Russian rapper (1989–2017)

Evgeny Yurievich Ilnitsky (Russian: Евгений Юрьевич Ильницкий, born December 1, 1989; Kazakh SSR, Kazakhstan, Petropavlovsk — September 21, 2017; Ibid), known professionally as Shot, and previously First Shot was a Kazakh-Russian rapper.

== Biography ==
Evgeny was born on December 1, 1989, and lived until his last days in Kazakhstan, the city of Petropavlovsk.

He was brought up from childhood by his grandparents, the parents of his father, who died when Eugene was not even a year old. It so happened that fate separated Evgeny from his mother and older brother, but they saw and communicated from time to time, maintaining warm relations between each other. From an early age, Evgeny became interested in creativity and wrote his first poems, was interested in different genres in music. At the age of 13, I realized that rap is a suitable accessible way to convey important thoughts to people in my songs. The first track on the topic of drug protest was performed at a school event. I started to work thoroughly in 2005, but only in 2008 it became possible to upload tracks to the Internet. Evgeny was able to reach the hearts of listeners, having gathered a large audience of connoisseurs of soulful songs with meaning. He recorded not only the lyrics to the tracks, but also often created music from and to, starting with the minus, ending with mixing tracks independently, without the help of studios, at home.

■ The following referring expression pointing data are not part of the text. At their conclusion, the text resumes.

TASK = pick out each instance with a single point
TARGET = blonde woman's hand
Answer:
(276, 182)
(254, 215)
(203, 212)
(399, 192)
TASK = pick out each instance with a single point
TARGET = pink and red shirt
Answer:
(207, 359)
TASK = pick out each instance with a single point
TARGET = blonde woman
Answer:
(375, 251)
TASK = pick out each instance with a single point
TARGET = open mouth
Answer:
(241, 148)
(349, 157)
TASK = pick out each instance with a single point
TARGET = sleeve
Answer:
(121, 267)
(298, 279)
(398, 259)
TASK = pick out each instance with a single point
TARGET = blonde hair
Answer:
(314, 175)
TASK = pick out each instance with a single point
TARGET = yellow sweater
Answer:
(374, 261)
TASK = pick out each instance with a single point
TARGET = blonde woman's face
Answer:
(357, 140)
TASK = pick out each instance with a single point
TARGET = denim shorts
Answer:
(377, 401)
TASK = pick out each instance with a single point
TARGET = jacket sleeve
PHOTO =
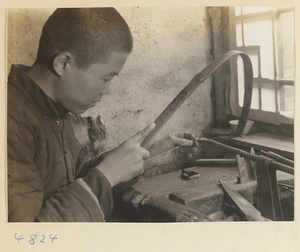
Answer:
(85, 199)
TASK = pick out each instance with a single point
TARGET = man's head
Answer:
(89, 34)
(83, 49)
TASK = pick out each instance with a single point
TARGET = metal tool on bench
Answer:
(246, 210)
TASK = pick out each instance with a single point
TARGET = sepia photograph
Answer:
(149, 115)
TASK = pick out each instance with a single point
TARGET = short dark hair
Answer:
(90, 34)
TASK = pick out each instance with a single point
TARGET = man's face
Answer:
(80, 89)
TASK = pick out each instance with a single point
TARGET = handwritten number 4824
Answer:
(35, 239)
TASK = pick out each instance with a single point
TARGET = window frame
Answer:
(236, 109)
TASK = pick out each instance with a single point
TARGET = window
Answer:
(266, 34)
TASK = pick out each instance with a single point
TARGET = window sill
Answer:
(281, 145)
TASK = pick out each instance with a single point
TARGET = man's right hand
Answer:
(127, 160)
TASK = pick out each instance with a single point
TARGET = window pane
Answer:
(239, 38)
(268, 97)
(256, 9)
(285, 31)
(237, 11)
(259, 32)
(287, 98)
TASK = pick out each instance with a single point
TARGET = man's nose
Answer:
(106, 89)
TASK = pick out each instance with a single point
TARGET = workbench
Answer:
(169, 198)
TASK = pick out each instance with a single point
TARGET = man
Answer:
(80, 51)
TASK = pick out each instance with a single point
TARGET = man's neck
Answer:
(43, 78)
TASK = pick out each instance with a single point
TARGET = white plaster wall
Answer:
(171, 45)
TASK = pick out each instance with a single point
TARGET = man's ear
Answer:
(61, 62)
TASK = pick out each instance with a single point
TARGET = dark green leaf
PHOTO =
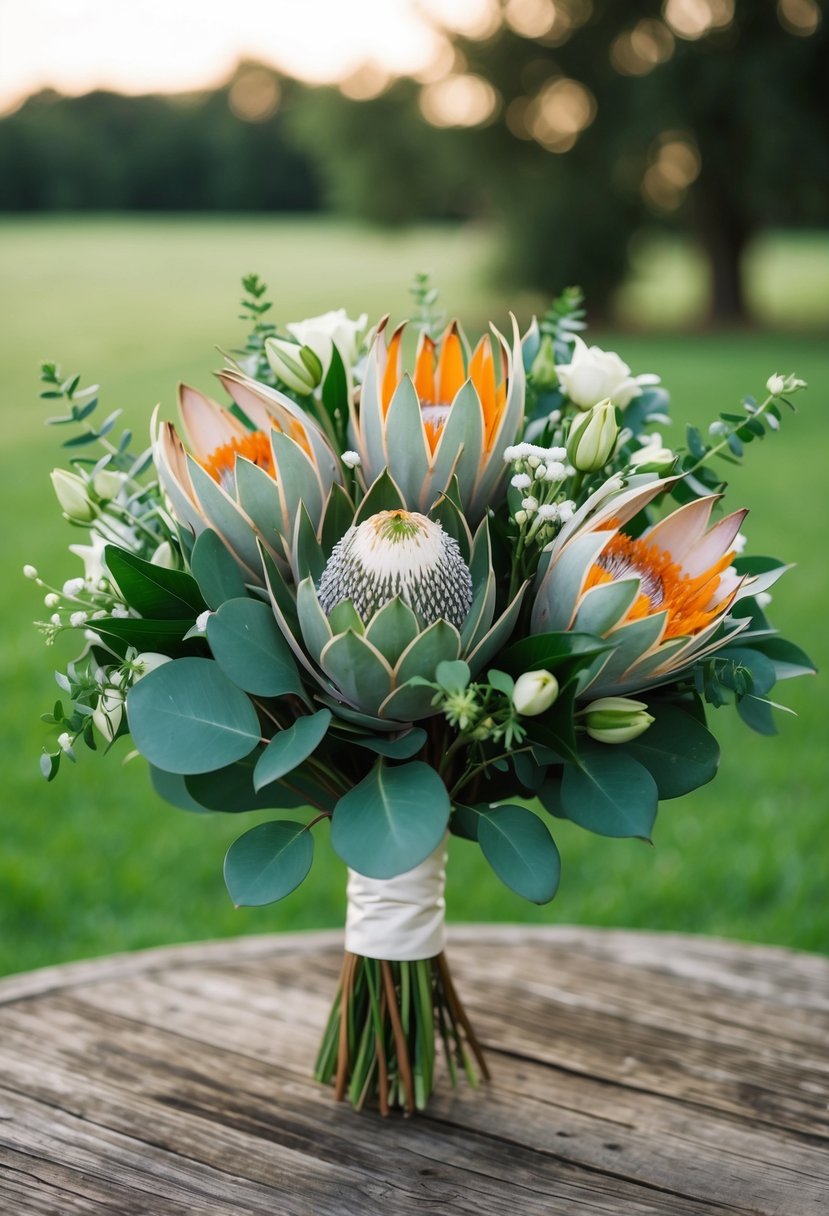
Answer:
(677, 750)
(215, 570)
(153, 591)
(268, 862)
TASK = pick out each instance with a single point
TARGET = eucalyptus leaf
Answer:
(291, 747)
(187, 716)
(392, 821)
(268, 862)
(248, 646)
(522, 851)
(609, 793)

The trackography includes about 700 solo and collaborative works, dozens of albums and several music videos.

In addition to his musical career, Evgeny received a secondary education, graduated from college with a degree in communications. But, the main activity on his life path remained music, which occupied almost all of his time. He has repeatedly implemented a tour with concerts in Russia, Ukraine and Belarus. In 2015 Evengy's physical health began to decline.

On September 21, 2017, Ilnitsky died from a diabetic coma at the age of 27.

== Discography ==

- 20 Квадрат - Кропал EP Vol.1 (Fuck Records) (2008)
- 20 Квадрат - Кропал EP Vol.2 (Fuck Records) (2008)
- 20 Квадрат - Реминисценция (2008)
- Мортуарий (Shot & Тихий) - Том I - Шаг в пустоту (2008)
- Shot - Кто, Если Не Мы EP (Fuck Records) (2008)
- Shot - Хроника (2009), (Неизданное)
- Shot - Вне Конкуренции EP (Fuck Rec.) (2009)
- Shot - Underground The Mixtape (2009)
- Shot - Reincarnation The Mixtape (2010)
- Shot - Не Надо Слов (2011)
- T1One & Shot - Час Пик (2011)
- T1One & Shot - Небо Под Ногами (The Mixtape) (2011)
- T1One & Shot - Бесконечность (2011)
- Shot - Лирика (Часть Первая) (2011)
- Shot - Лирика (Часть Вторая) (2011)
- Shot - Лирика (Часть Третья) (2012)
- S.H.O.T. (2012)
- Гоша Матарадзе и Shot-Лучше уважай (2012)
- Shot - Под Номером 13 (2014)
- Shot - The Moon (ЕР) (2014)

Participation in releases

- Низам DRedd - Реабилитация (2015)
- Низам DRedd - Раньше было по другому (2020)

== Literature ==

- Rossiĭskiĭ muzykalʹnyĭ ezhegodnik (in Russian). Intermedia. 1998.